The Client sees the exact same but simply ignores it. Does it look wrong?

It just works if i do the same with a Linux VM on the Server side Switches (where the Radius Server is connected). So i'm pretty sure the problem is somewhere within the Juniper Switch Stack.

Update 2:

My assumption about a problem in the Switch Stack was right. It seems that "tagged-access" port mode does not behave as it should. Switching to "access" port mode did solve the problem. But it doesn't make much sense to me as "access" mode shouldn't be able to handle multiple supplicants in different VLANs, but it obviously does.

222
1 + 0
Score:0
avatar Server
za flag
Pat

Many Linux distros use klibc ipconfig when configuring network interfaces (please consider this is a different tool than the one used in Windows with the same name)

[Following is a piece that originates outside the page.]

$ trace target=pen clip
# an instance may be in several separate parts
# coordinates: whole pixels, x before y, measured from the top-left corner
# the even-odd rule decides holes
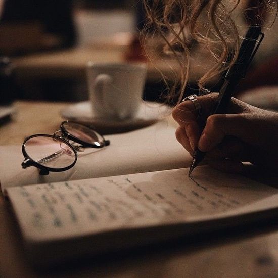
[[[262,32],[261,32],[260,33],[259,35],[260,35],[260,36],[261,36],[261,37],[260,38],[260,40],[257,42],[256,48],[253,51],[253,52],[252,53],[252,54],[250,56],[249,60],[248,61],[248,62],[246,64],[246,66],[245,67],[245,70],[244,72],[243,73],[243,76],[245,76],[245,75],[246,74],[246,72],[247,71],[247,69],[248,68],[248,67],[249,66],[251,62],[252,62],[252,60],[253,60],[253,58],[254,58],[254,56],[255,56],[255,55],[256,54],[256,53],[257,52],[257,51],[259,49],[259,47],[261,45],[261,43],[262,41],[262,40],[263,39],[263,38],[264,37],[264,34],[263,33],[262,33]]]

https://kernel.googlesource.com/pub/scm/libs/klibc/klibc/+/klibc-0.130/ipconfig/README

Please see the variable

-c proto

which can be specified as BOOTP or DHCP

I found that depending on the DHCP server used the DHCP client totally ignores well conformed DHCP offers but when correctly setting the -c parameter the client accepts the offer.

When booting i.e. Ubuntu you can specify this parameter by adding IP=DHCP or IP=BOOTP in the kernel's command line. In Debian it's different and they use the kernel IP variable for different purposes, in this case you must edit the booting initrd and manually alter the ipconfig line in the corresponding script (usually /lib/live/boot/9990-networking.sh).

0 + 2
cn flag
babum
Hi. Thanks for the hint but i think the problem is somewhere in the switch stack configuration.
0
Reply
za flag
Pat
You can run a promiscuous Wireshark capture into the mirrored port of your switch/es and you should see all the traffic. But if it works for Windows and does not for Linux I do not think your switch is the culprit.
0
Reply
ธงชาติไทย
Elon Musk
I sit in a Tesla and translated this thread with Ai:

mangohost

Post an answer

Most people don’t grasp that asking a lot of questions unlocks learning and improves interpersonal bonding. In Alison’s studies, for example, though people could accurately recall how many questions had been asked in their conversations, they didn’t intuit the link between questions and liking. Across four studies, in which participants were engaged in conversations themselves or read transcripts of others’ conversations, people tended not to realize that question asking would influence—or had influenced—the level of amity between the conversationalists.